O confinamento do gado tende a se expandir ainda mais na Argentina, que tem características diferenciadas se comparada com outros países produtores. Nos últimos dez anos, esse sistema passou a responder de 5% para 10% da produção. Segundo estimativas, ele pode chegar a 35% este ano.
A atividade ganhou impulso a partir de 2007, com a associação do grupo americano Tyson Foods com as empresas Cresud e Cactus Feeders para produção de carne a partir do modelo de confinamento fechado. Dados de mercado indicam que saem dos estabelecimentos entre quatro e cinco milhões de cabeças para abate anualmente. Como a maior parte é de animais jovens, que passam em torno de 90 dias na engorda, calcula-se em 1,5 milhão a quantidade de cabeças em confinamento.

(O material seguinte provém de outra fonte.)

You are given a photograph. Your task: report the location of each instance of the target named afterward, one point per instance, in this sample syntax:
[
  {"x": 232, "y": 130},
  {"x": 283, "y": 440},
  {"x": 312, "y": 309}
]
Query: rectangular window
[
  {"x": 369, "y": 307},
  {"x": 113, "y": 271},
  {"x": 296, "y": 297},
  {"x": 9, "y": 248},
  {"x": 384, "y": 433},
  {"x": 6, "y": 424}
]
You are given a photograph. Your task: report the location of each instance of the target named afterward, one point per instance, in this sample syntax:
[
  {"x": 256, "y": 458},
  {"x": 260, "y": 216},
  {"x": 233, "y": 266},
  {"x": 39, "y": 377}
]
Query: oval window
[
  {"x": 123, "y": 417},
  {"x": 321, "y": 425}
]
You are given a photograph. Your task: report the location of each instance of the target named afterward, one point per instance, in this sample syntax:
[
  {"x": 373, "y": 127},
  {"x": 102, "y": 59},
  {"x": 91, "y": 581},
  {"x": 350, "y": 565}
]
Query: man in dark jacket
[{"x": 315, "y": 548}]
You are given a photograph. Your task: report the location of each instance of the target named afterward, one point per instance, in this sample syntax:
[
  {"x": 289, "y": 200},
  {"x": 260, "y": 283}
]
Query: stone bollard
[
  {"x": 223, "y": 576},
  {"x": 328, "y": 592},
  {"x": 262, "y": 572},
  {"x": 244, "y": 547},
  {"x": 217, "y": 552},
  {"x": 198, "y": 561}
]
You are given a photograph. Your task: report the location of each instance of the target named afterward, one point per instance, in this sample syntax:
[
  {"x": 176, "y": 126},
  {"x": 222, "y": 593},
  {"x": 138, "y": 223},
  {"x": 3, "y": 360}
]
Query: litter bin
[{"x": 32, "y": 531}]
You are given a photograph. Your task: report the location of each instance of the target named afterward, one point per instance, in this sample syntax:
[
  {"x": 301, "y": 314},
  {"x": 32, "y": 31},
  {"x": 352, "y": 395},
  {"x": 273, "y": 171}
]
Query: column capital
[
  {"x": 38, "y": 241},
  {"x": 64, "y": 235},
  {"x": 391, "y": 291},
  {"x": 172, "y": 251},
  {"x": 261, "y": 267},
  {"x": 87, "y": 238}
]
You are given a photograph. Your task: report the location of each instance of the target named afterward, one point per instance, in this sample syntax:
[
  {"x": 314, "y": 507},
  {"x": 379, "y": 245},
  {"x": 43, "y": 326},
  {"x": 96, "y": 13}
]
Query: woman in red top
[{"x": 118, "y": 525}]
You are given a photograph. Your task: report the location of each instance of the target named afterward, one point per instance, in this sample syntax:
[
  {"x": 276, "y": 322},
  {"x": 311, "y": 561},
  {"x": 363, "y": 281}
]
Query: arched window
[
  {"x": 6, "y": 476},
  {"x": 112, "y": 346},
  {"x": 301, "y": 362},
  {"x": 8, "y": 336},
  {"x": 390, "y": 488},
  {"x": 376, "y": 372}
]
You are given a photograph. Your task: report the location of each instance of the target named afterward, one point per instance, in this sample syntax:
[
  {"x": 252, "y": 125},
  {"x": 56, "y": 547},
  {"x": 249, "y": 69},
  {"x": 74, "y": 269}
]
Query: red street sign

“A Argentina é o único país do mundo de clima temperado com excedentes em grãos, o que significa que pode prover alimentos aos animais sem ter que importar e produzir raças entre as mais valorizadas do mundo, como as britânicas”, diz Gorelik. A proibição de uso de hormônios e antibióticos (vigente não só na Argentina, mas em todo Mercosul) também é um diferencial que conta pontos a favor, se comparado com países como Estados Unidos e Canadá, completa o executivo.
Ricardo Negri, engenheiro agrônomo e coordenador do projeto de tecnologia comercial da Aacrea, destacou a necessidade de revisão dos métodos de produção pecuária no país como resposta à nova realidade econômica. Desestimulados pelo preço interno médio de 1,40 pesos o quilo (comparado a 4 pesos que, calculam os especialistas, deveriam ser praticados se acompanhassem pelo menos a inflação), os produtores passaram a consumir os estoques, que neste ano devem cair entre dois e três milhões de cabeças. Passaram também a abater matrizes, comprometendo a oferta futura de carne. Nos últimos três anos, a oferta de carne subiu apenas 4%, o abate de matrizes cresceu 35% e as exportações caíram 30%.
De certa forma, e apesar de sequer manterem diálogo, produtores e o governo compartilham o diagnóstico sobre a necessidade de reestruturação do setor. “A pecuária está passando por uma mudança estrutural que não vai se resolver em um ou dois anos. Vai levar uns três, quatro, cinco anos para que se reacomode”, disse o secretário de Agricultura, Carlos Cheppi. “Nos últimos dez anos, a agricultura tirou entre 12 e 14 milhões de hectares da pecuária e, no entanto, não houve uma queda tão drástica na quantidade de animais. Temos que discutir quantos animais o país vai sustentar em um formato de alta produtividade, que é o que necessitamos”.
Em sua palestra em Saladillo, Negri disse mais ou menos o mesmo: a única saída para a Argentina recuperar o posto de grande produtora e exportadores de carne no mundo é elevar a produtividade. “Mudou o modelo produtivo no país e a seca está acelerando esse processo”, afirmou ele.